Am Morgen des 5. März ist die Planung perfekt. Während Matthias in einer mündlichen Prüfung seiner letzten studentischen Pflichten vor der Abreise nachkommt, treffen sich die anderen vier Segelbegeisterten pünktlich um 08.30 Uhr, um das Auto zu packen. Um 09.00 Uhr ist die ASK-Crew vollständig und nimmt Kurs nach Westen auf. Aufgrund eigener Erfahrung und Berichten anderer über französische Segelveranstaltungen, wie z.B. die EDHEC, sind wir skeptisch bezüglich der versprochenen Vollverpflegung und Unterbringung. Somit finden sich neben 5 Schlafsäcken im Auto auch eine elektrische Doppelherdplatte, sowie verschiedene Eintopfgerichte, um während der nächsten Tage nicht zu verhungern.

Dieses Misstrauen verfliegt während der ersten Minuten nach Ankunft im Yachthafen von Cherbourg-Octeville schlagartig. In einer Festhalle werden alle Segler und insbesondere die fünf ausländischen Teams in ihrer Landessprache begrüßt. Wir sind das einzige deutsche Team, außerdem sind drei Teams aus Italien, zwei aus Spanien, sowie eines aus Southampton angereist. Jedem Team aus dem europäischen Ausland steht eine persönliche Ansprechpartnerin zur Verfügung. Nach dem Willkommensgruß zeigt uns Justine, die fließend Deutsch spricht, unsere Unterkunft für die nächsten vier Tage – drei Doppelzimmer im Offiziershotel der Marine. Mit so großem Komfort hat niemand von uns gerechnet. Nachdem das Gepäck eingeräumt ist, werden wir um 20.30 Uhr wieder am Hafen zum Buffet empfangen und sind erneut äußerst positiv überrascht. Schnell ist klar, unsere mitgebrachte Kochplatte werden wir sicher nicht anheizen müssen und den Gulaschdosen steht auch der sichere Reimport bevor.

Es sind 23 Teams angereist. 15 First Class 8 stehen zur Verfügung. Noch am Abend werden die Crews per Los in 4 Gruppen geteilt, von denen jeweils zwei im Fleet-Race gleichzeitig gegeneinander antreten. Wir gehören zu den Gruppen, die als erstes aufs Wasser gehen werden.

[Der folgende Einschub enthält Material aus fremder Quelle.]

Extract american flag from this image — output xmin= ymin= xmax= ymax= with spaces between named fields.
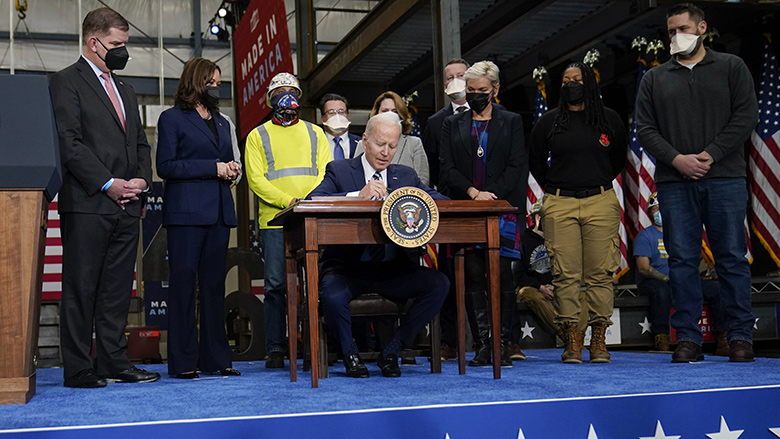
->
xmin=612 ymin=174 xmax=630 ymax=281
xmin=624 ymin=62 xmax=656 ymax=239
xmin=526 ymin=86 xmax=547 ymax=226
xmin=748 ymin=40 xmax=780 ymax=268
xmin=43 ymin=195 xmax=137 ymax=300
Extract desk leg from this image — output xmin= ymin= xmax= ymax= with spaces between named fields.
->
xmin=487 ymin=246 xmax=501 ymax=380
xmin=454 ymin=249 xmax=466 ymax=375
xmin=430 ymin=313 xmax=441 ymax=373
xmin=286 ymin=257 xmax=298 ymax=383
xmin=305 ymin=250 xmax=321 ymax=387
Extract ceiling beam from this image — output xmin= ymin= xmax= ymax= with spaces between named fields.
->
xmin=389 ymin=0 xmax=551 ymax=98
xmin=304 ymin=0 xmax=428 ymax=102
xmin=500 ymin=1 xmax=657 ymax=90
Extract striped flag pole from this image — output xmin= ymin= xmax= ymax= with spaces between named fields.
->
xmin=748 ymin=36 xmax=780 ymax=271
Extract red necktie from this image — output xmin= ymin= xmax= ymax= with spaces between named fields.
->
xmin=100 ymin=72 xmax=126 ymax=131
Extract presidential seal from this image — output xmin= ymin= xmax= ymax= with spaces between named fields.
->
xmin=380 ymin=186 xmax=440 ymax=248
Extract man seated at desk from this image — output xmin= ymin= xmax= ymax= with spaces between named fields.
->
xmin=306 ymin=112 xmax=450 ymax=378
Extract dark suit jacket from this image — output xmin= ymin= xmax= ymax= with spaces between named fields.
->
xmin=306 ymin=158 xmax=447 ymax=274
xmin=347 ymin=132 xmax=361 ymax=159
xmin=307 ymin=157 xmax=447 ymax=201
xmin=439 ymin=106 xmax=527 ymax=209
xmin=422 ymin=105 xmax=453 ymax=189
xmin=155 ymin=106 xmax=238 ymax=227
xmin=422 ymin=103 xmax=505 ymax=189
xmin=49 ymin=57 xmax=152 ymax=217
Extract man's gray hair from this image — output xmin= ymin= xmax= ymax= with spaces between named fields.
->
xmin=464 ymin=60 xmax=500 ymax=88
xmin=365 ymin=111 xmax=402 ymax=138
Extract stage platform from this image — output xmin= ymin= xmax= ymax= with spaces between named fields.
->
xmin=1 ymin=349 xmax=779 ymax=438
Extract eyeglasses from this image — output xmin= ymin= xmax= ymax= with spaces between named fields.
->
xmin=324 ymin=109 xmax=348 ymax=116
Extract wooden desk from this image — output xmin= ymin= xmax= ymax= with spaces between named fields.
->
xmin=270 ymin=199 xmax=513 ymax=388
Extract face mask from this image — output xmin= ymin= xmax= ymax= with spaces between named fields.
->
xmin=670 ymin=32 xmax=699 ymax=57
xmin=96 ymin=38 xmax=129 ymax=71
xmin=560 ymin=82 xmax=584 ymax=105
xmin=323 ymin=114 xmax=351 ymax=135
xmin=270 ymin=91 xmax=300 ymax=126
xmin=465 ymin=92 xmax=491 ymax=114
xmin=203 ymin=86 xmax=220 ymax=109
xmin=445 ymin=78 xmax=466 ymax=100
xmin=653 ymin=211 xmax=663 ymax=227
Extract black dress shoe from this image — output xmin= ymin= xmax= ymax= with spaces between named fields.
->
xmin=672 ymin=340 xmax=704 ymax=363
xmin=104 ymin=367 xmax=161 ymax=383
xmin=468 ymin=345 xmax=491 ymax=367
xmin=266 ymin=352 xmax=285 ymax=369
xmin=64 ymin=369 xmax=107 ymax=388
xmin=729 ymin=340 xmax=755 ymax=362
xmin=175 ymin=371 xmax=199 ymax=379
xmin=220 ymin=368 xmax=241 ymax=376
xmin=377 ymin=353 xmax=401 ymax=378
xmin=344 ymin=353 xmax=369 ymax=378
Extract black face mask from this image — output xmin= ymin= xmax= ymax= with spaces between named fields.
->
xmin=203 ymin=86 xmax=220 ymax=109
xmin=560 ymin=82 xmax=584 ymax=105
xmin=96 ymin=38 xmax=129 ymax=71
xmin=466 ymin=92 xmax=491 ymax=114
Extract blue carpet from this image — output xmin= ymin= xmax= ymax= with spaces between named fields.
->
xmin=1 ymin=349 xmax=780 ymax=438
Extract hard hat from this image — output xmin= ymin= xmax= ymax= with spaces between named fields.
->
xmin=266 ymin=72 xmax=302 ymax=106
xmin=647 ymin=192 xmax=659 ymax=214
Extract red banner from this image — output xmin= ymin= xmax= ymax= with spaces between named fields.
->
xmin=233 ymin=0 xmax=294 ymax=138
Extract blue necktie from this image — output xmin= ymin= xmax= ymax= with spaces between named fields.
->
xmin=333 ymin=137 xmax=345 ymax=160
xmin=372 ymin=171 xmax=381 ymax=182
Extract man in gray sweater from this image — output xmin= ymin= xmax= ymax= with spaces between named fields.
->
xmin=636 ymin=2 xmax=758 ymax=363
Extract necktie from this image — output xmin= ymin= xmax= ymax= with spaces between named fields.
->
xmin=333 ymin=137 xmax=345 ymax=160
xmin=100 ymin=72 xmax=125 ymax=131
xmin=456 ymin=106 xmax=467 ymax=113
xmin=364 ymin=170 xmax=387 ymax=262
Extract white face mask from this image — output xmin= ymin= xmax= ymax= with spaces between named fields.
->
xmin=323 ymin=114 xmax=351 ymax=134
xmin=670 ymin=33 xmax=699 ymax=56
xmin=445 ymin=78 xmax=466 ymax=100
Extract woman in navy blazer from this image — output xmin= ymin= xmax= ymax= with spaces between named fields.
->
xmin=156 ymin=58 xmax=241 ymax=378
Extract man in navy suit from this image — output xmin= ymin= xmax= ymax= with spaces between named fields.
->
xmin=319 ymin=93 xmax=361 ymax=160
xmin=307 ymin=112 xmax=450 ymax=378
xmin=422 ymin=58 xmax=470 ymax=190
xmin=49 ymin=7 xmax=159 ymax=388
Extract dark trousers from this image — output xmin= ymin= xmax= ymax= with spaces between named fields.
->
xmin=320 ymin=262 xmax=449 ymax=355
xmin=60 ymin=212 xmax=137 ymax=379
xmin=166 ymin=222 xmax=232 ymax=375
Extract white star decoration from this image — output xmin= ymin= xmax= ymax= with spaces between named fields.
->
xmin=521 ymin=321 xmax=536 ymax=339
xmin=587 ymin=424 xmax=599 ymax=439
xmin=640 ymin=421 xmax=681 ymax=439
xmin=706 ymin=416 xmax=744 ymax=439
xmin=517 ymin=428 xmax=526 ymax=439
xmin=770 ymin=427 xmax=780 ymax=437
xmin=639 ymin=316 xmax=652 ymax=334
xmin=754 ymin=318 xmax=759 ymax=330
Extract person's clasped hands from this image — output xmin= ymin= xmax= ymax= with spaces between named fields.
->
xmin=217 ymin=160 xmax=241 ymax=181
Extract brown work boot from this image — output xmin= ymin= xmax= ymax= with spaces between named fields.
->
xmin=714 ymin=332 xmax=729 ymax=357
xmin=555 ymin=325 xmax=568 ymax=346
xmin=654 ymin=333 xmax=670 ymax=352
xmin=589 ymin=322 xmax=611 ymax=363
xmin=508 ymin=342 xmax=526 ymax=361
xmin=561 ymin=323 xmax=582 ymax=364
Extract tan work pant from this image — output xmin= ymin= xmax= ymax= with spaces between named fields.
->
xmin=541 ymin=189 xmax=620 ymax=326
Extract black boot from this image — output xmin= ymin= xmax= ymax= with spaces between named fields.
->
xmin=466 ymin=291 xmax=491 ymax=367
xmin=499 ymin=291 xmax=516 ymax=367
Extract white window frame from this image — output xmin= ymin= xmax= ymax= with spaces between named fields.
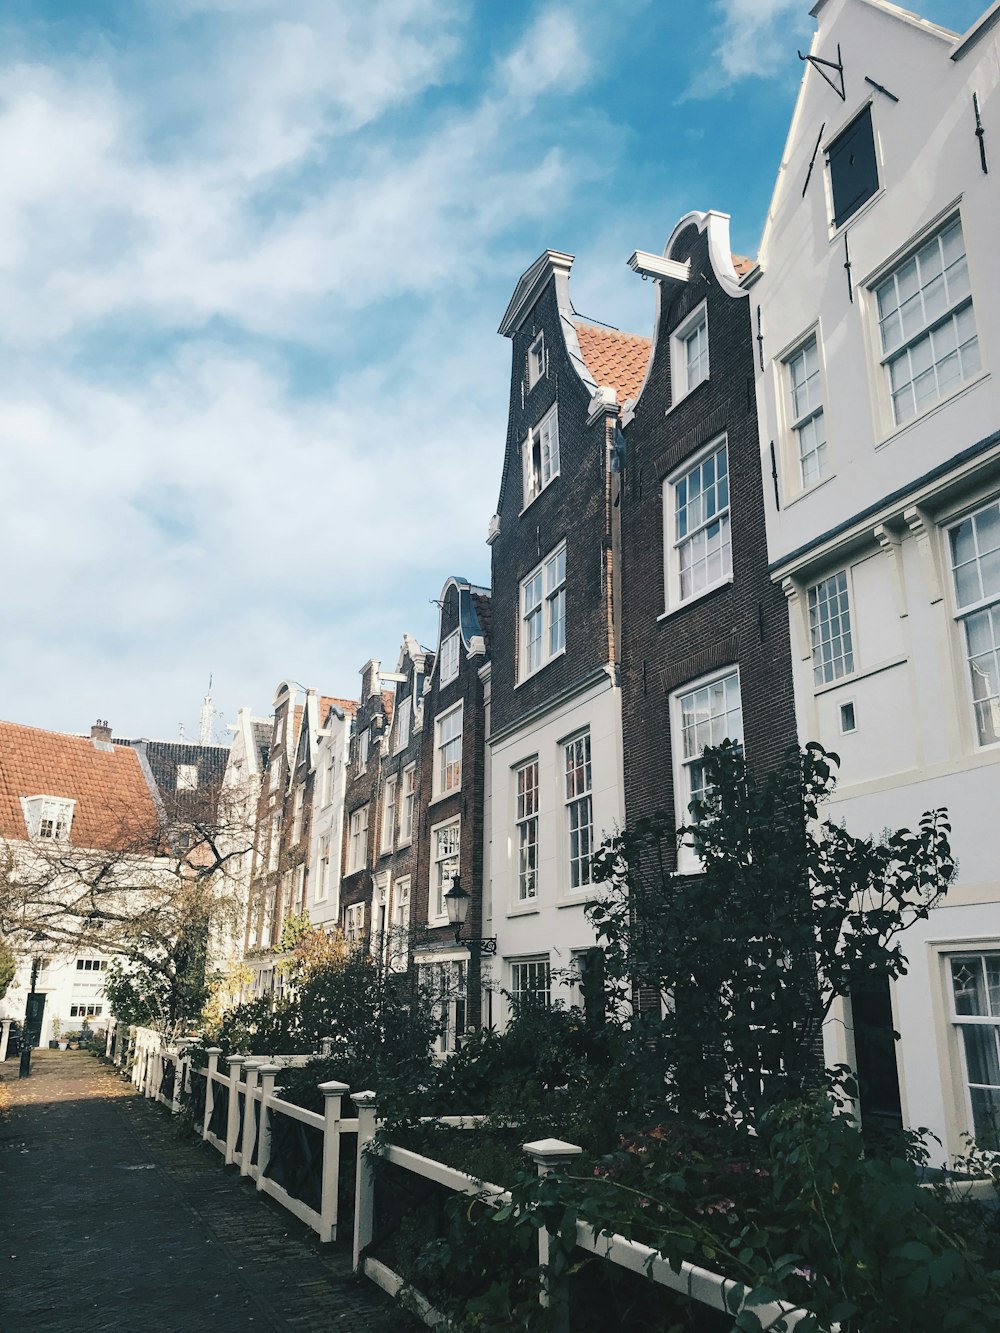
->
xmin=670 ymin=300 xmax=709 ymax=403
xmin=439 ymin=631 xmax=460 ymax=687
xmin=345 ymin=902 xmax=365 ymax=945
xmin=176 ymin=764 xmax=198 ymax=791
xmin=519 ymin=541 xmax=566 ymax=682
xmin=563 ymin=732 xmax=593 ymax=892
xmin=400 ymin=763 xmax=417 ymax=845
xmin=388 ymin=877 xmax=411 ymax=972
xmin=868 ymin=214 xmax=981 ymax=433
xmin=434 ymin=702 xmax=463 ymax=799
xmin=321 ymin=745 xmax=336 ymax=806
xmin=347 ymin=805 xmax=368 ymax=875
xmin=663 ymin=436 xmax=732 ymax=613
xmin=946 ymin=949 xmax=1000 ymax=1149
xmin=807 ymin=568 xmax=856 ymax=688
xmin=381 ymin=774 xmax=398 ymax=853
xmin=358 ymin=727 xmax=370 ymax=768
xmin=22 ymin=796 xmax=74 ymax=842
xmin=514 ymin=758 xmax=539 ymax=904
xmin=315 ymin=833 xmax=331 ymax=904
xmin=782 ymin=332 xmax=828 ymax=491
xmin=670 ymin=666 xmax=744 ymax=874
xmin=429 ymin=816 xmax=461 ymax=923
xmin=394 ymin=696 xmax=412 ymax=754
xmin=510 ymin=956 xmax=551 ymax=1009
xmin=291 ymin=786 xmax=304 ymax=843
xmin=421 ymin=959 xmax=468 ymax=1055
xmin=521 ymin=404 xmax=560 ymax=509
xmin=948 ymin=497 xmax=1000 ymax=749
xmin=527 ymin=330 xmax=546 ymax=390
xmin=293 ymin=863 xmax=305 ymax=915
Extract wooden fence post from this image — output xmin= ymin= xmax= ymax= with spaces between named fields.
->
xmin=318 ymin=1080 xmax=350 ymax=1242
xmin=225 ymin=1055 xmax=245 ymax=1164
xmin=203 ymin=1046 xmax=222 ymax=1140
xmin=255 ymin=1065 xmax=282 ymax=1191
xmin=0 ymin=1019 xmax=11 ymax=1063
xmin=240 ymin=1059 xmax=264 ymax=1177
xmin=352 ymin=1091 xmax=378 ymax=1272
xmin=523 ymin=1138 xmax=584 ymax=1332
xmin=104 ymin=1020 xmax=115 ymax=1059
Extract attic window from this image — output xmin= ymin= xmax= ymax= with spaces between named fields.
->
xmin=527 ymin=331 xmax=545 ymax=389
xmin=22 ymin=796 xmax=74 ymax=842
xmin=828 ymin=106 xmax=879 ymax=229
xmin=522 ymin=404 xmax=560 ymax=508
xmin=176 ymin=764 xmax=198 ymax=791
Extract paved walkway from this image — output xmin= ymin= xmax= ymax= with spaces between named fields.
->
xmin=0 ymin=1050 xmax=416 ymax=1332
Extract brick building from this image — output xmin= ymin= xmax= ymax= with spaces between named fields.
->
xmin=619 ymin=211 xmax=796 ymax=866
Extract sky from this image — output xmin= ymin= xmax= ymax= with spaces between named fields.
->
xmin=0 ymin=0 xmax=988 ymax=743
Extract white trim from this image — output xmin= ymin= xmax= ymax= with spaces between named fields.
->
xmin=669 ymin=665 xmax=744 ymax=876
xmin=428 ymin=814 xmax=461 ymax=925
xmin=662 ymin=434 xmax=731 ymax=614
xmin=432 ymin=701 xmax=463 ymax=801
xmin=670 ymin=299 xmax=709 ymax=406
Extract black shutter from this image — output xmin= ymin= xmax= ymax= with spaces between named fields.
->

Am nächsten Morgen findet eine Skippereinweisung statt, zu der Felix von unserem französischen Mitsegler Louis begleitet wird. Der andere Teil der Crew inspiziert bereits das Boot, schlägt die Segel an und macht sich mit den teils französischsprachig beschrifteten Schoten vertraut. Niemand von uns ist zuvor auf einer First Class 8 gewesen und wir haben keinerlei Erfahrung in dieser Crew. Das macht die Sache besonders spannend! Als unser Skipper eintrifft, werden die Positionen verteilt. Felix ist Steuermann, Matthias Vorschiffsmann, Louis hat den Spinnaker im Griff, Fabian das Vorsegel und Birger die Großschot.

 

Nach kurzer Zeit wird unter Segel abgelegt, was gut funktioniert. Die Fleet-Races finden innerhalb der großen Hafenmauer von Cherbourg statt, die sich mit einem Radius von ca. 1 km um den Hafen zieht. So sind wir einerseits von der ruppigen See des Ärmelkanals geschützt und haben andererseits Windbedingungen wie direkt auf dem Channel. Bei den ersten Manöverübungen zeigt sich schnell, wie eng es für 5 Segler auf der Luvkante werden kann und dass klare Abläufe während der Manöver definiert werden müssen, um sich möglichst wenig gegenseitig zu behindern. Bei 15-18 Knoten Wind sind die Wetterbedingungen ideal. Wir nutzen die Zeit bis zum Start, um Manöver zu trainieren und uns mit dem Spi vertraut zu machen. Dafür, dass niemand von uns jemals auf einer First Class 8 war und wir zum ersten Mal in der Besetzung segeln, ist die Eingewöhnungszeit von rund 45 Minuten sportlich bemessen.

 

Das komplette Feld wird ständig von 6-8 stark motorisierten Schlauchbooten begleitet. Kurz vor dem Start werden wir daraufhin gewiesen, dass ein anderes Vorsegel zu verwenden ist. Der Wechsel klappt zügig. Dank Louis kommt es zu keinerlei Verständigungsschwierigkeiten mit französischem Fachjargon. Schließlich wird der Beginn der Startphase angeschossen. Felix steuert geübt in die der Startlinie entgegen gesetzte Richtung. Die Crew lauscht seinen Anweisungen, alle sind gespannt. Zur Halbzeit der Startvorbereitung wenden wir und nehmen Kurs auf die Startlinie. Felix luvt an und exakt beim Startschuss überqueren wir die Ziellinie – perfekt!

 

Doch schnell wird klar: Die Konkurrenz ist sehr stark. Bei uns gibt es bei jedem Manöver viel Optimierungspotenzial. Die Abläufe klappen immer besser, doch die Distanz zum Regattafeld lässt sich nicht mehr aufholen. Die ersten Boote erreichen die Luvtonne und setzen nach dem Dogleg gekonnt ihre Spinnaker. In der zweiten Runde legen sich auf diesem Kurs einige Boote im klassischen Sonnenschuss auf die Seite, 2 Spinnaker zerreißen dabei. Nach Beendigung des ersten Laufes kümmern sich die Begleitboote um die Schäden. Wir staunen nicht schlecht, als zerrissene Spis ohne zu zögern ausgetauscht werden. Unsere Niederlage erklären wir mit dem Zustand des Bootes Nummer 7, das einen etwas vernachlässigten Eindruck macht.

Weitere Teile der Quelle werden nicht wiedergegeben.